Our make-shift competition was graded on three criteria: (1) speed of execution, (2) number of lines of code and (3) time to code.
He was going to be working in ActionScript, which means that in my world, only Java would likely have a slower execution time (they've really been trying hard to make ActionScript not suck), leaving Perl, C, Objective-C; which ensured that I'd win criteria #1; and I wasn't totally sure how fast Perl would handle this so I dropped it into the bucket with Java, just to be safe. Unfortunately for C, I wasn't sure that I'd be able to get it working faster than he could pound out the ActionScript equivalent (criteria #3), and it'd definitely be more lines of code (criteria #2). So, Objective-C it was.
The end result was this: EnglishCounter.m ... a careful balance of efficiency, time-to-code and number-of-lines.
But, looking it over today, I couldn't deal with it. It was only marginally faster than the ActionScript (partly my fault, partly Objective-C's fault, and entirely inexcusable), and it ended up being about 1/4th the size of the ActionScript program (because he chose to code first and think later), which means that C would have been plenty short, but I probably would have lost #3. So, now I can make up for it.
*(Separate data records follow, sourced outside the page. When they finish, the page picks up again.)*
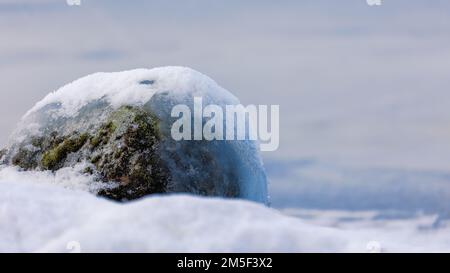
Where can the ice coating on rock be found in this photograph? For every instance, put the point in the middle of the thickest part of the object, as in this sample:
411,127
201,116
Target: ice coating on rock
223,168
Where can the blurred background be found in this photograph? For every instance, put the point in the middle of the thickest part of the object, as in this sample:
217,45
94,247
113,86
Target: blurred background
364,91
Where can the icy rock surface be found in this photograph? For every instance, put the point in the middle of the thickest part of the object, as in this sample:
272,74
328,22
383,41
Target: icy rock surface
117,126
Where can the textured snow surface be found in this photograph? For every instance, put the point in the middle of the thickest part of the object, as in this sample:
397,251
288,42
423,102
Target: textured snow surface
44,217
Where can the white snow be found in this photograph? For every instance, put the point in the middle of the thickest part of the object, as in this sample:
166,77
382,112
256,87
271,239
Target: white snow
44,217
133,87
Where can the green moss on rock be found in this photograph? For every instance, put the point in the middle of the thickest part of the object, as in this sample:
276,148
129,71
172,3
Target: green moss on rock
122,149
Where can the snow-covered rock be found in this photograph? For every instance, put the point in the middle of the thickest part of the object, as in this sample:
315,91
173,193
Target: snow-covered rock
37,215
117,126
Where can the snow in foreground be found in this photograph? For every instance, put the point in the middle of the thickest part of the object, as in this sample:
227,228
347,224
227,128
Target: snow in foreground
44,217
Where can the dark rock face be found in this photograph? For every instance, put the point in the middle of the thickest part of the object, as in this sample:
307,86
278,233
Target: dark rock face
123,149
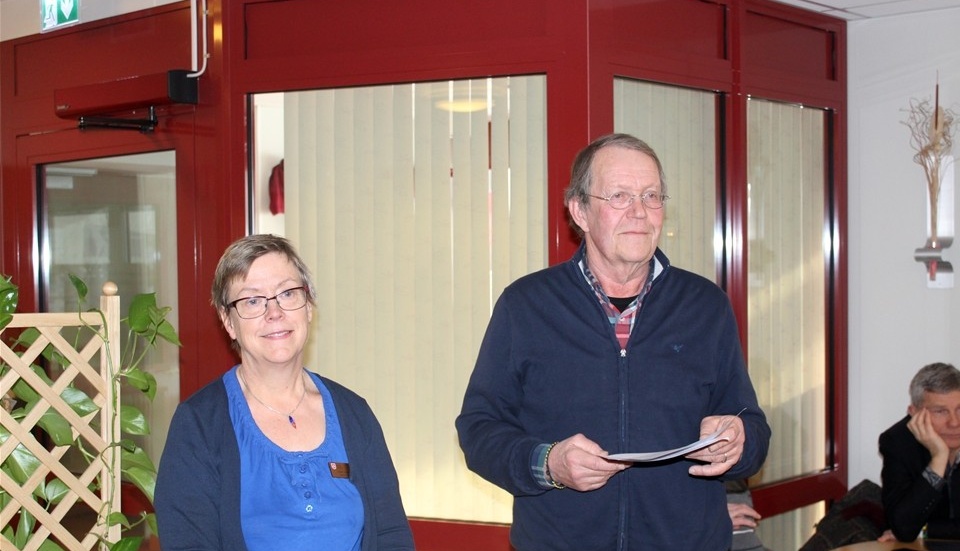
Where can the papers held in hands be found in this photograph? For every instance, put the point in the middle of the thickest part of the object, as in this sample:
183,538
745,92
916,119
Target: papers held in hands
676,452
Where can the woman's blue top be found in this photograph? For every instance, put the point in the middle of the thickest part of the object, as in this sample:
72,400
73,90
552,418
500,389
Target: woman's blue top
291,500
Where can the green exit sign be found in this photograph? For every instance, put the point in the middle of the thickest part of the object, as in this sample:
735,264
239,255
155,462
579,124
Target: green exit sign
58,13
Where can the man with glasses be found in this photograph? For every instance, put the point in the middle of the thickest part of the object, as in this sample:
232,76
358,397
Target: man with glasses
921,482
614,351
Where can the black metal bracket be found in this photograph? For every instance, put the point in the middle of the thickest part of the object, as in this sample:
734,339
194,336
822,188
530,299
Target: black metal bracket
143,125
Behold, I give you the C version: EnglishCounter.c ... a careful balance of ... efficiency. And it has the names of numbers up to vigintillion, but that's like forty-four orders of magnitude greater than what a 64-bit integer can express, so it's a bit over-kill. But whatever.
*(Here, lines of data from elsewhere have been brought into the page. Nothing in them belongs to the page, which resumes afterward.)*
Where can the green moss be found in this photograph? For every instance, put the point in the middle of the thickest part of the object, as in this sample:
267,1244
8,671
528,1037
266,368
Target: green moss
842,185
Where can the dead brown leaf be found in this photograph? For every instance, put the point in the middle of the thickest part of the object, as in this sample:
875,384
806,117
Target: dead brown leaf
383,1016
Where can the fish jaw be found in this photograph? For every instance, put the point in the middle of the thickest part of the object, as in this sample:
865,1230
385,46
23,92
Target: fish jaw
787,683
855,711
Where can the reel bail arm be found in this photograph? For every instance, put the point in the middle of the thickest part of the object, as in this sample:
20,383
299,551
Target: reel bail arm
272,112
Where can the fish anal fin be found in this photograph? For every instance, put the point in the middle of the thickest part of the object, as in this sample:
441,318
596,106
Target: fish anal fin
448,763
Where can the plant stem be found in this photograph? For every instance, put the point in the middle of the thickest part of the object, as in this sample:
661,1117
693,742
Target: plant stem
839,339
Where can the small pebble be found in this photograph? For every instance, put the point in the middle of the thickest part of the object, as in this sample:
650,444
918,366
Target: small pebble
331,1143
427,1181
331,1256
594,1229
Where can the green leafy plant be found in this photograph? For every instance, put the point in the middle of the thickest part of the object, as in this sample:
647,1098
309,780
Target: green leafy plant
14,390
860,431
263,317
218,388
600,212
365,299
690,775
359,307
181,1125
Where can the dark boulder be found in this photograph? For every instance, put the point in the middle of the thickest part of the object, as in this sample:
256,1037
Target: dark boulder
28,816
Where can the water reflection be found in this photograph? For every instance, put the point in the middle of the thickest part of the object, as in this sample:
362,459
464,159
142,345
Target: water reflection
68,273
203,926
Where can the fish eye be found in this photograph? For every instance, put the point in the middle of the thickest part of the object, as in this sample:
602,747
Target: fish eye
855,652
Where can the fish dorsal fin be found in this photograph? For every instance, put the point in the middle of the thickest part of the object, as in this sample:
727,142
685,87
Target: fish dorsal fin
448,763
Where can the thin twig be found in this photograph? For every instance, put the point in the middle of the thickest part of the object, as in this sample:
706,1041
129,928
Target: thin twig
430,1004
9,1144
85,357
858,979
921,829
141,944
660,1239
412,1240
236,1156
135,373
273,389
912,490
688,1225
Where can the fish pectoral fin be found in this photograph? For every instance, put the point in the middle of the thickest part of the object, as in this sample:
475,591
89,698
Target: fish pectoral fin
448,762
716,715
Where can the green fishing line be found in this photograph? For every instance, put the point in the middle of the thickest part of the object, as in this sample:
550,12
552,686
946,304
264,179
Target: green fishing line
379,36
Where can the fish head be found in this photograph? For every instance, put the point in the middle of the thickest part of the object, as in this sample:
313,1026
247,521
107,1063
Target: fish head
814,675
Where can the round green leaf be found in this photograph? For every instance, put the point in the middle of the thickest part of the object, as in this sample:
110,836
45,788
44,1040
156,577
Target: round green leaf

So, first, I re-wrote EnglishCounter in C, following the same algorithm as the Objective-C version, but dumping the NSString stuff in favor of character arrays and memcpy()'s. Then I dumped all of the strlen()'s in favor of hard-coding the (very finite) number of string lengths in question (ie, the number names). And finally I dumped sprintf() (which is always a bitch in terms of performance) in favor of a Knuth-style base conversion function).
With printing turned off, the execution time (when counting to one million) dropped from ~23 seconds to 0.28 seconds (beautiful!), on my MacBook Air, with gobs of other programs running, in a most unscientific test that is at best only marginally useful for comparing the speeds relative to each other. But, whatever.
--
Update: For your viewing pleasure, I give you the first ten million numbers: TenMillion.bz2 [17.9 MB]. I was going to post the first hundred million numbers, but that worked out to be a four gig file and it was taking forever to compress, so I gave up. If you want those missing 90 million numbers, and you know how to decompress a bzip file, I'll hook you up.
--
Update (04:52): Taking a hint from the stdlibc implementation of strlen(), I rolled my own memcpy() that works with 64 bits at a time and nearly cut the time in half in so doing: 1..1,000,000 in 0.15 seconds now. Okay, I think I'm done for the night.